There are six collections now instead of four as when I wrote before, and the story remains good. There are elements in here that just make sense to me, and are in line with the story of the world I would present in my game. If you haven’t read all the comics, I’m about to ruin one thing for you, so skip the rest unless you want the spoiler… its not that huge of a spoiler, so don’t get too bent…

In the comic, one of the things revealed that I really liked is the idea that everyone is doomed. See, The Walking Dead doesn’t refer to just the zombies. After an incident where someone who died through other means, never having been bitten by a zombie, comes back as a zombie, its apparent that whatever causes the zombies is already in everyone, just dormant.

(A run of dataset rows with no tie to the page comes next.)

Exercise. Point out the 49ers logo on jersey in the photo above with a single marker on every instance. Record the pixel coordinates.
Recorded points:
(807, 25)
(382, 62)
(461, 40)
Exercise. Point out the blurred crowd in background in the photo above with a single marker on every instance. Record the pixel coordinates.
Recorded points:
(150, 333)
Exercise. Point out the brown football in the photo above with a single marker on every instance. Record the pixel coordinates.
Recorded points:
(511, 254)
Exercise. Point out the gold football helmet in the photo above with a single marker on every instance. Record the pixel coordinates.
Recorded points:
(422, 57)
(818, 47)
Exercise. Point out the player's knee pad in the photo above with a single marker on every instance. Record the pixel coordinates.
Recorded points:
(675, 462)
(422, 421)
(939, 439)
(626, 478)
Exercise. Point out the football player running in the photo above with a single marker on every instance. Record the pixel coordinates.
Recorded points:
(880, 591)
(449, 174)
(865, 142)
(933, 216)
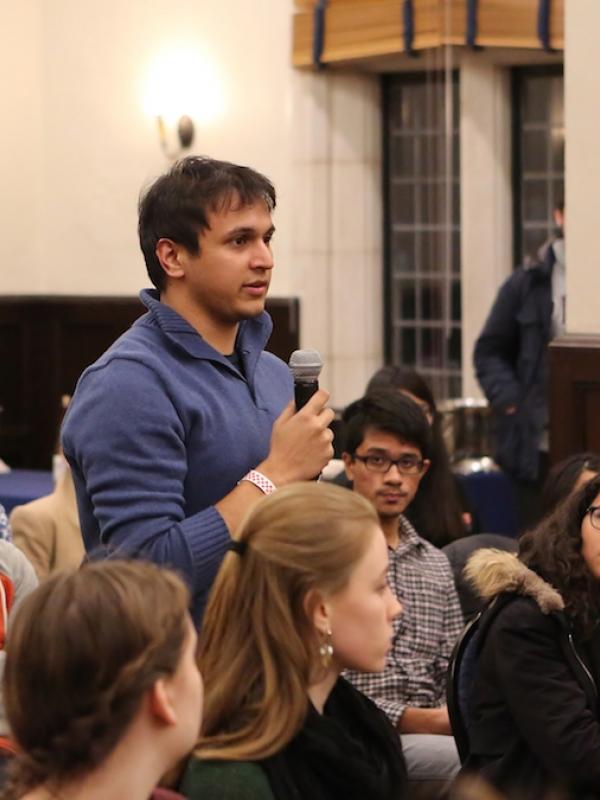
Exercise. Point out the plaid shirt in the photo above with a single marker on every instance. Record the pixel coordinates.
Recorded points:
(424, 633)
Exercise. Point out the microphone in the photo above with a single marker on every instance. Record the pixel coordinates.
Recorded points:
(305, 366)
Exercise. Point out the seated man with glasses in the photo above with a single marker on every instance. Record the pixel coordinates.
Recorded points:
(387, 448)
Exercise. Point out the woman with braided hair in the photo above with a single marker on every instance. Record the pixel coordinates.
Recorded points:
(101, 686)
(303, 596)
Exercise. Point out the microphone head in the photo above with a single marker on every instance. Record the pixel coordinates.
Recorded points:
(305, 365)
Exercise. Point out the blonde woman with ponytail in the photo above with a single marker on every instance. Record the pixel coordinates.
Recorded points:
(302, 596)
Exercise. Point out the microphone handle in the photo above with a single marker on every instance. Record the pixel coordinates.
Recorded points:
(303, 391)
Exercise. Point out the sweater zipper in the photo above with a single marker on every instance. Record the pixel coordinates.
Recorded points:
(581, 664)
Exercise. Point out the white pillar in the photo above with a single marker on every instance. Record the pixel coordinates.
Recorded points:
(582, 124)
(486, 196)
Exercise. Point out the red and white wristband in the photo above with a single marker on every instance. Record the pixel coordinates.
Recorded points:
(261, 481)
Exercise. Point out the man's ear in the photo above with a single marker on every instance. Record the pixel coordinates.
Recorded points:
(317, 611)
(171, 257)
(159, 702)
(348, 465)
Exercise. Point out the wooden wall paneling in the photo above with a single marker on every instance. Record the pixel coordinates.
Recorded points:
(47, 342)
(574, 395)
(358, 30)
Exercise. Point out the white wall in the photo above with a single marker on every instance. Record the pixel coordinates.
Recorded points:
(74, 129)
(486, 197)
(337, 207)
(582, 123)
(21, 131)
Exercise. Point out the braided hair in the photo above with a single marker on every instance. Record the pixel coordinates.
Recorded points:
(82, 651)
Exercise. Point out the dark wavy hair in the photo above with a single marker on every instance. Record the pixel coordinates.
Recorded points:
(553, 550)
(83, 649)
(563, 476)
(437, 509)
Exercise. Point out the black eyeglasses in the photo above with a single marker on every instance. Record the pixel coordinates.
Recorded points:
(594, 512)
(407, 465)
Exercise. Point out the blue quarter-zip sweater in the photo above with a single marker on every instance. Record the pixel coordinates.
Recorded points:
(161, 428)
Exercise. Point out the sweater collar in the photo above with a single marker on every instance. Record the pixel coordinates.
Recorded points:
(253, 334)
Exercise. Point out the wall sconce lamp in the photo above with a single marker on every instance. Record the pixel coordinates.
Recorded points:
(185, 135)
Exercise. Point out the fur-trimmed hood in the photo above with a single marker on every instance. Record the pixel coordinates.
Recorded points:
(492, 572)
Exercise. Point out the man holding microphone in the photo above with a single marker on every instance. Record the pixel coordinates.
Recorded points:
(186, 422)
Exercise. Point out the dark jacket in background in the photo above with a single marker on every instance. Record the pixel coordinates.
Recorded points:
(511, 364)
(534, 725)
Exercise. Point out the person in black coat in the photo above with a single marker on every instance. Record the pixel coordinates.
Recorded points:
(510, 360)
(533, 713)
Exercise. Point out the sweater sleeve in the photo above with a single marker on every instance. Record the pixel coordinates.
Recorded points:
(545, 700)
(126, 445)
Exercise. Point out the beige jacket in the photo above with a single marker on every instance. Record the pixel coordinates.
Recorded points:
(47, 529)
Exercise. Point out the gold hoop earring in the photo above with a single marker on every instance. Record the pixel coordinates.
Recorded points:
(326, 650)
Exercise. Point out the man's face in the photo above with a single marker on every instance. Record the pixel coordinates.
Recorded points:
(390, 492)
(228, 280)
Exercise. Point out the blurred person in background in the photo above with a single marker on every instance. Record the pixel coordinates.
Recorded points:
(101, 686)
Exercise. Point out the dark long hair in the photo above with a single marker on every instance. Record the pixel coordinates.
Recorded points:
(563, 476)
(437, 509)
(553, 550)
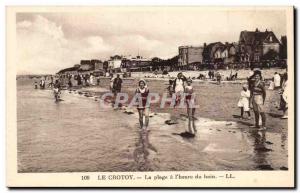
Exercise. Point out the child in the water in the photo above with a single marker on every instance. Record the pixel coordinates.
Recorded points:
(190, 103)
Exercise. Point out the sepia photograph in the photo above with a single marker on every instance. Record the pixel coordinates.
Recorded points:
(137, 90)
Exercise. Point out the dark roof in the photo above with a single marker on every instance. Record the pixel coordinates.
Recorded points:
(254, 37)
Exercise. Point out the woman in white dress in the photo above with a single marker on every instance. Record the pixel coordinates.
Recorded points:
(243, 103)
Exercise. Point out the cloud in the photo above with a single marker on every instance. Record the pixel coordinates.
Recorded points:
(48, 42)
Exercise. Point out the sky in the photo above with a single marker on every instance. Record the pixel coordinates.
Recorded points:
(50, 41)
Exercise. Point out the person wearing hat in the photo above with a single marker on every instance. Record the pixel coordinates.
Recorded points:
(258, 92)
(178, 86)
(143, 107)
(243, 103)
(190, 102)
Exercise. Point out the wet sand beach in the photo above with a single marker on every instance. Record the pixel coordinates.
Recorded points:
(77, 135)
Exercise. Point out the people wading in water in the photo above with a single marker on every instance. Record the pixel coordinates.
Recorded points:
(190, 103)
(258, 92)
(143, 107)
(56, 90)
(178, 90)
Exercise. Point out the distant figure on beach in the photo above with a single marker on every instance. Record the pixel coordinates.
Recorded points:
(117, 84)
(143, 108)
(51, 84)
(98, 80)
(35, 82)
(178, 87)
(91, 80)
(258, 93)
(243, 103)
(190, 107)
(56, 90)
(284, 97)
(70, 84)
(42, 83)
(219, 77)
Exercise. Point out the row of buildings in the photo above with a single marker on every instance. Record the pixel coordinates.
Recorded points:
(252, 47)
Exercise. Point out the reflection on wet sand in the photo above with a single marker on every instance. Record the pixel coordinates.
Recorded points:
(77, 135)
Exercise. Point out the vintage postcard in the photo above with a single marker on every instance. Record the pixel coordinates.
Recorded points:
(150, 96)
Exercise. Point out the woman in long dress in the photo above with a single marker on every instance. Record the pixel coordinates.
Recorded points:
(258, 93)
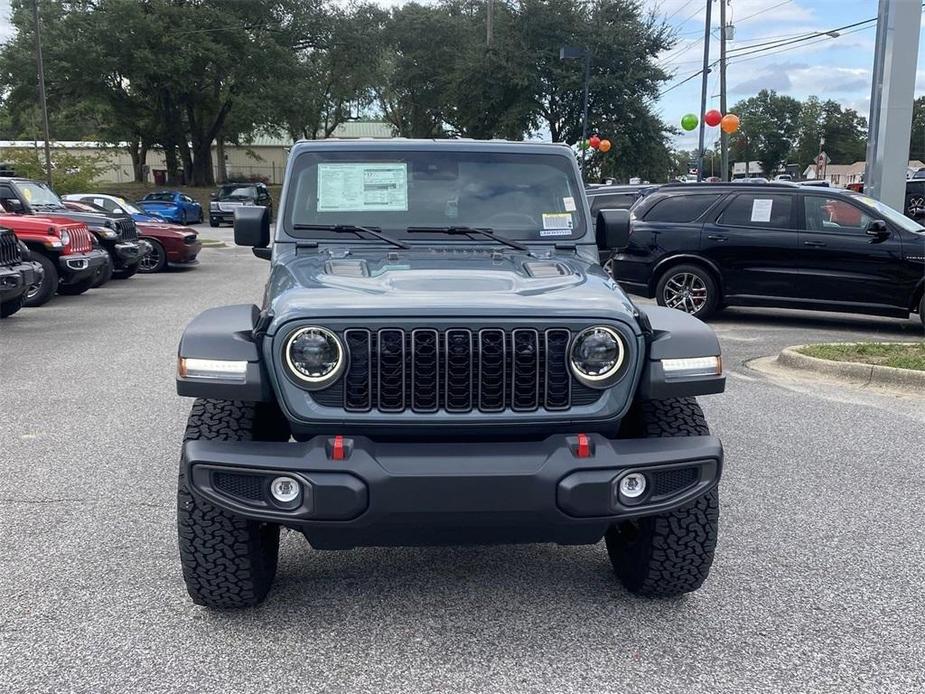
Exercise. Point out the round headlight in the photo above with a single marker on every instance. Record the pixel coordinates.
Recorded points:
(597, 355)
(315, 356)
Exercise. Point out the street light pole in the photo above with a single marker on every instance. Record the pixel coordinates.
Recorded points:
(703, 88)
(41, 73)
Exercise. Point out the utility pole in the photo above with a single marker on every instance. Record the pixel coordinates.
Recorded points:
(703, 88)
(723, 137)
(41, 71)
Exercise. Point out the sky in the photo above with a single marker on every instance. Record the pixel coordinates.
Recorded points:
(830, 68)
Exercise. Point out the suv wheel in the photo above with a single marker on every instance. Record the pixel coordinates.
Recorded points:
(688, 288)
(228, 561)
(39, 294)
(668, 554)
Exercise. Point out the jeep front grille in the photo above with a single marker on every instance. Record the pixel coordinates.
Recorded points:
(9, 248)
(456, 370)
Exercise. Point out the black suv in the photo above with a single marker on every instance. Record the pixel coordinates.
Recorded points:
(230, 196)
(440, 359)
(699, 248)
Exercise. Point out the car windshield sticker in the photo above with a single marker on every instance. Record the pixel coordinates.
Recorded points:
(363, 187)
(761, 210)
(557, 221)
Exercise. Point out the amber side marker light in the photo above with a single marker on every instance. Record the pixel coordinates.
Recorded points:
(216, 369)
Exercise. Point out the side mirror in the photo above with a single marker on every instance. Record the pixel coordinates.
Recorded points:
(878, 229)
(251, 226)
(612, 229)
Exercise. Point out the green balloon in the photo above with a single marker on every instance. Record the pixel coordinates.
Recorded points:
(689, 121)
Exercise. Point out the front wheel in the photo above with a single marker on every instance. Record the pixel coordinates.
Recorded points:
(688, 288)
(228, 561)
(41, 293)
(669, 554)
(155, 261)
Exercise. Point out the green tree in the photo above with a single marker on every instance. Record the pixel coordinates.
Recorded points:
(768, 130)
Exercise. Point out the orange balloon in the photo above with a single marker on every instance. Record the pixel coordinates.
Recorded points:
(729, 123)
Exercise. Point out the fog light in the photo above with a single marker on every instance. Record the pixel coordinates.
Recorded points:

They are all going to become zombies, no matter how they die, unless their death involves the destruction of their own bodies such that they can’t rise.

This aspect will be integral to my game. I talked earlier about how players will have to manage food and resources, and how those will deplete even when offline. When you die, you are dead. There is no resurrecting or respawning, if you want to play more you have to start a new character. Then, if you want, you can travel to your old character’s hide out and kill the zombie-old-you if someone hasn’t done it already. When you die, you are undead. Your body will rise as an NPC, and if there are people unfortunate enough to be living with you, if they aren’t careful, they may be undone from within.